Greg Patschke, directeur général de Keysight pour l’aérospatiale, la défense et les solutions gouvernementales, revient sur les résultats d’une enquête de Coleman Parkes Research
Nous assistons à une nouvelle course à l’espace. Les entreprises privées et les gouvernements se sont fixé des objectifs audacieux : retour sur la lune, tourisme spatial, colonisation de Mars et exploration au-delà de notre système solaire.
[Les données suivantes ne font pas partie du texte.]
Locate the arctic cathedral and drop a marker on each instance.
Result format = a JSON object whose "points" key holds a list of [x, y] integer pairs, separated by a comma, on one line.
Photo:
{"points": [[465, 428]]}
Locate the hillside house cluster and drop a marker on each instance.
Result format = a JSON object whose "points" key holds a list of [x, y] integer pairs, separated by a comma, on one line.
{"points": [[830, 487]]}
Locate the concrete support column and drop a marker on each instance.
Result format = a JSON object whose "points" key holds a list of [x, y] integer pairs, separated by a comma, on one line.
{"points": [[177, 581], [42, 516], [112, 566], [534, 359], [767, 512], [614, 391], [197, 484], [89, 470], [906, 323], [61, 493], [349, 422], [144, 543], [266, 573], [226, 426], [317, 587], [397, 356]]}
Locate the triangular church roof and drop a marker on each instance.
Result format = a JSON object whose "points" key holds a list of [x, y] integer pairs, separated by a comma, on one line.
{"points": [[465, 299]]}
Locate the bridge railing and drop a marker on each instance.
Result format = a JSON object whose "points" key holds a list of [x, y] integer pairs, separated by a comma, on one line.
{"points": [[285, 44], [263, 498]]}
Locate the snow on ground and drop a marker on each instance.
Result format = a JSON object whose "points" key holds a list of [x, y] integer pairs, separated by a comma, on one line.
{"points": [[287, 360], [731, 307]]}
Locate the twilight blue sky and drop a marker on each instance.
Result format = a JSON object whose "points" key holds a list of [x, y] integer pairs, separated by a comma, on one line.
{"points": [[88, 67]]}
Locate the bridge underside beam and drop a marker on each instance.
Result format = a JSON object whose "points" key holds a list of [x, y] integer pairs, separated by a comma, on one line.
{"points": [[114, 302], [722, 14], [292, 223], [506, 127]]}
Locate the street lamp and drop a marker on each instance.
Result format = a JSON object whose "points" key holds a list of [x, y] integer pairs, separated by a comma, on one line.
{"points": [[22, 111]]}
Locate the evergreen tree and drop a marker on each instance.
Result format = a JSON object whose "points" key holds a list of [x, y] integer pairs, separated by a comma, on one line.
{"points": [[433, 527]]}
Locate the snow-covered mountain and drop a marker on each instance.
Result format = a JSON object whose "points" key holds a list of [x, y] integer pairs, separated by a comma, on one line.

Les technologies émergentes incitent les acteurs historiques et les jeunes pousses à chambouler le secteur grâce à des cycles de conception de plus en plus rapides pour les produits spatiaux tels que les satellites, les charges utiles les plus sophistiquées et les systèmes de communication évolutifs.
Compte tenu du rythme accéléré de l’innovation, l’industrie spatiale se tourne vers les outils d’automatisation et d’émulation basés sur des logiciels pour garantir la réussite des missions. Selon une récente enquête de Coleman Parkes Research commandée par Keysight Technologies, 76 % des professionnels de de l’industrie spatiale considèrent l’automatisation des tests logiciels comme l’un des principaux défis du secteur. Greg Patschke, directeur général de Keysight pour l’aérospatiale, la défense et les solutions gouvernementales, revient sur les résultats de l’enquête, les défis auxquels sont confrontés les ingénieurs et les perspectives d’avenir de l’industrie.
Pourquoi Keysight a-t-il commandé l’enquête “Defying Gravity” ?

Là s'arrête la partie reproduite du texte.